# FreeBSD USB driver



## vishalu93 (Aug 11, 2009)

I am trying to understand FreeBSD USB driver stack. The code is not commented and hence it is difficult/time consuming to understand the code. Are there any documents available describing different functions of USB driver.


----------



## danger@ (Aug 11, 2009)

I am not sure whether you are reading the FreeBSD 8.0 usb code, and if that's not the case I highly recommend you to do that, as usb stack has been completely replaced in the upcoming release by the new one. It is being maintained by Hans Peter Selasky (hps@).


----------



## vishalu93 (Aug 12, 2009)

I am using FreeBSD version 6.0 as my project is based on that version of FreeBSD. Are there any documents available for that version?


----------



## SirDice (Aug 12, 2009)

vishalu93 said:
			
		

> I am using FreeBSD version 6.0 as my project is based on that version of FreeBSD.
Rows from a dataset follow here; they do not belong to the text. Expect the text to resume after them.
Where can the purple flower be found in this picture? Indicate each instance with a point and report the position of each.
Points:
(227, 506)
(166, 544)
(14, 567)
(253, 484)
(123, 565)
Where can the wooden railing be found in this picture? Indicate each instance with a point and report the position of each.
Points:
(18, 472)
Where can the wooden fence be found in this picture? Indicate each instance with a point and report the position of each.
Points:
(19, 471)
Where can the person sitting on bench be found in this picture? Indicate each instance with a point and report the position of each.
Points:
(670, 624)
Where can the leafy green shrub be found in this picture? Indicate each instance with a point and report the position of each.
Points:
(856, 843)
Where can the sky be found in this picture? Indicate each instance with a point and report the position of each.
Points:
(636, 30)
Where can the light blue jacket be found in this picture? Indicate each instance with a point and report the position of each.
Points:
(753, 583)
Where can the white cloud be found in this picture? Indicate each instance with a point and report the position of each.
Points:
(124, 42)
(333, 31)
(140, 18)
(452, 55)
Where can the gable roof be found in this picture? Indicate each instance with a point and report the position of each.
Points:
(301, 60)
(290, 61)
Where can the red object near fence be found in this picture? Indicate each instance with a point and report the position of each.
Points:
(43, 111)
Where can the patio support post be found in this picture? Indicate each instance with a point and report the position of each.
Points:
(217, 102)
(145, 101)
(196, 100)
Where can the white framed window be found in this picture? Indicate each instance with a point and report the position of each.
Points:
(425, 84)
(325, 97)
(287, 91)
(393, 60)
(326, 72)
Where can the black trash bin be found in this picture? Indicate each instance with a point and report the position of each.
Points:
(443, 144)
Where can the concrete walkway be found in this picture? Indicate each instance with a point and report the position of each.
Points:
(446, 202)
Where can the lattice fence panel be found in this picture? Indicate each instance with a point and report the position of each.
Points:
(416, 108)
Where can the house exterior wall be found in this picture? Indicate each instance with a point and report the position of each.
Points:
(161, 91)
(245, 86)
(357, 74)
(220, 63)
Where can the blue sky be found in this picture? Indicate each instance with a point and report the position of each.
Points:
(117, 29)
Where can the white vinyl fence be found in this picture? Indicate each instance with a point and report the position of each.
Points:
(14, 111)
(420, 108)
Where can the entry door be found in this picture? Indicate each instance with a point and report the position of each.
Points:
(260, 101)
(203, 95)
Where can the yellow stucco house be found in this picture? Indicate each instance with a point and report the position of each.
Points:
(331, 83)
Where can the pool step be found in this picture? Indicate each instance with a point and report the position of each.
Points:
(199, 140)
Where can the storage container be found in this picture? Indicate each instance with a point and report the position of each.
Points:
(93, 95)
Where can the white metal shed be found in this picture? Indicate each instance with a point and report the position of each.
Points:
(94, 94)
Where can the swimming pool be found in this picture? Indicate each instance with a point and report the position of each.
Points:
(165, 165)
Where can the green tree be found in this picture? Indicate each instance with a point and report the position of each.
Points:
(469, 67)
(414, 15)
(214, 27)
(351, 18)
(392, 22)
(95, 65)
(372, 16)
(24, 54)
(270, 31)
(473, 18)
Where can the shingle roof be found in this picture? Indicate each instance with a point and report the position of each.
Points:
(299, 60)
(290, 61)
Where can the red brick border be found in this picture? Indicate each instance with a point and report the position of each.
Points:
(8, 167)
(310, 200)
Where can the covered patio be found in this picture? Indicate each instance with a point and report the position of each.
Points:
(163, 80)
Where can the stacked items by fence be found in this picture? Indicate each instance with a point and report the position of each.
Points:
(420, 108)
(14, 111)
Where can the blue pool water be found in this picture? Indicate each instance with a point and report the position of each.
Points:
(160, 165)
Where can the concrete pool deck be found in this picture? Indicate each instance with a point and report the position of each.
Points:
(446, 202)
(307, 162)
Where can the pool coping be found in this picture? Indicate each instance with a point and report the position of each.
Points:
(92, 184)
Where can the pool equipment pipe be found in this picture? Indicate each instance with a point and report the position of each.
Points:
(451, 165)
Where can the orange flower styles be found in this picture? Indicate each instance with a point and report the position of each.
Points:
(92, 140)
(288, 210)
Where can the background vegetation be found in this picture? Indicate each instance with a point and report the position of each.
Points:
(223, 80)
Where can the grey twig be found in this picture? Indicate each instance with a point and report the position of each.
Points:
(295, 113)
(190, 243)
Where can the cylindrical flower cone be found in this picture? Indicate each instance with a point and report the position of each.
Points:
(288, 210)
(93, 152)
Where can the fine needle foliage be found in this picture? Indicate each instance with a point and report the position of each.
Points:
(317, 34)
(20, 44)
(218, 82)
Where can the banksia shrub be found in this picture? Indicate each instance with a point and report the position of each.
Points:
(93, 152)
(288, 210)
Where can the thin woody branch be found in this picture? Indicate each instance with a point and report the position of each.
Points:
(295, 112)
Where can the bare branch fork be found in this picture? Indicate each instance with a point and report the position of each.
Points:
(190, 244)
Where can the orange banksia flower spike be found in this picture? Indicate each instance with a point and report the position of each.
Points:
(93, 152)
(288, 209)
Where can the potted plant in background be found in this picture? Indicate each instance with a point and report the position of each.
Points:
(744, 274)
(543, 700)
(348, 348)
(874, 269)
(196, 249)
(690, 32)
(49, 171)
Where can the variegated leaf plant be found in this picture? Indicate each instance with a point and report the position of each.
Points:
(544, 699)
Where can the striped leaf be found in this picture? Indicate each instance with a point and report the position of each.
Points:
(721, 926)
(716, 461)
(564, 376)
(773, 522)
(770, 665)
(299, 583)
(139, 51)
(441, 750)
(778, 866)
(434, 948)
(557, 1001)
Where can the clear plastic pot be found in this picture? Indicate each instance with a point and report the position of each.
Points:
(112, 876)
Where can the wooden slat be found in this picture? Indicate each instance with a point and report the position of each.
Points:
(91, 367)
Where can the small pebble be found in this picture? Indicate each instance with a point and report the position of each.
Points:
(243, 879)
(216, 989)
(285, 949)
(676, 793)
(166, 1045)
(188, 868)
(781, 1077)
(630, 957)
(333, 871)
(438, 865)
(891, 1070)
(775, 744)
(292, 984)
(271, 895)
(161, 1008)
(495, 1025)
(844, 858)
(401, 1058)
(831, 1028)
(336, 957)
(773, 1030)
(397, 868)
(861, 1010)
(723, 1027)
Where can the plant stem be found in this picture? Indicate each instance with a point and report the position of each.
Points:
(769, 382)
You do realize 6.0 is EOL?


----------



## vishalu93 (Jun 23, 2011)

Are there any documents which I can read to understand FreeBSD 8.0 USB code?


----------



## richardpl (Jun 23, 2011)

http://www.selasky.org/hans_petter/usb4bsd/index_Obj8_00.html

You can also ask questions on freebsd-usb@ mailing list.


----------



## SirDice (Jun 23, 2011)

vishalu93 said:
			
		

> Are there any documents which I can read to understand FreeBSD 8.0 USB code?



FreeBSD Architecture Handbook: Chapter 13 USB Devices


----------



## vishalu93 (Jun 23, 2011)

Thanks Guys!


----------